Friday, March 11, 2016

Like an O.Henry Story



One guy told me he’d been working as a plastics engineer in Detroit when he developed marital problems. Following his divorce, he'd decided to take some time off, and flew out to San Francisco for the beginning of a vacation.

He was walking across Market Street in broad daylight when he was blind-sided by a taxi, and nearly killed. He was unconscious—in a coma—for a month, and there was some doubt that he’d even live. He’d been a very fit man, a weight-lifter before the accident.

When he finally recovered, he’d been missed back at his old job with General Motors, and was presumed disappeared or dead. After 5 months in the hospital, he was a shadow of his former self, and he decided to stay in San Francisco for a while.
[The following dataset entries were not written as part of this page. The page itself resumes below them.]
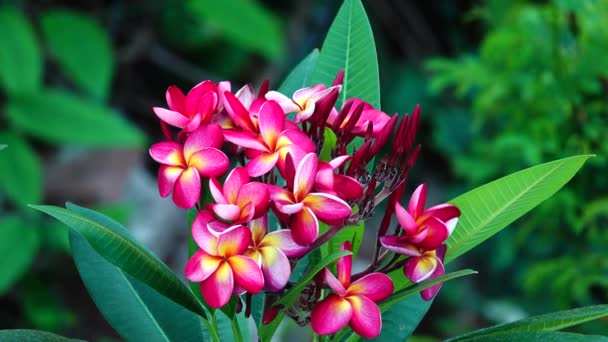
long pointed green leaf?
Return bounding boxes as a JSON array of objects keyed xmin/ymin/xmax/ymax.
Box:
[
  {"xmin": 452, "ymin": 331, "xmax": 608, "ymax": 342},
  {"xmin": 446, "ymin": 155, "xmax": 592, "ymax": 263},
  {"xmin": 0, "ymin": 132, "xmax": 42, "ymax": 205},
  {"xmin": 70, "ymin": 229, "xmax": 209, "ymax": 341},
  {"xmin": 446, "ymin": 304, "xmax": 608, "ymax": 341},
  {"xmin": 278, "ymin": 49, "xmax": 319, "ymax": 95},
  {"xmin": 0, "ymin": 329, "xmax": 83, "ymax": 342},
  {"xmin": 30, "ymin": 204, "xmax": 208, "ymax": 319},
  {"xmin": 311, "ymin": 0, "xmax": 380, "ymax": 109}
]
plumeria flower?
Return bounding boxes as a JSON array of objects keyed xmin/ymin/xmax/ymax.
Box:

Work was hard to come by, he was on general assistance. He took any kind of part-time work he could find. He was hired by the owner of an old apartment building in the city to sit in a dark basement and shoot rats.

After a while, he developed some mysterious infections, which the doctors couldn’t diagnose. It turned out that while he’d been in the hospital, he’d been given blood transfusions, and he’d gotten the AIDS virus. This was in the early days of the disease, and he tried various kinds of medicines, none of which quite worked.  But he persevered, and managed to stay alive.

He’d also been a serious amateur jazz pianist, an interest we shared. He greatly admired Errol Garner, whom he said he heard play several times. He was astonished at how fast and accurately Garner could play octave trills and leaps—one of the hardest feats at the keyboard. He even got a few gigs himself in some dive in the city.

He’d been a polymer physics researcher at GM. He was philosophical about his plight, accepting the hand fate had dealt him. He wondered what might have happened to him, if his wife hadn’t decided to divorce him.

I lost track of him back in the ‘90’s, but always remember how strange and mysterious his life had been. His life was like an O Henry story.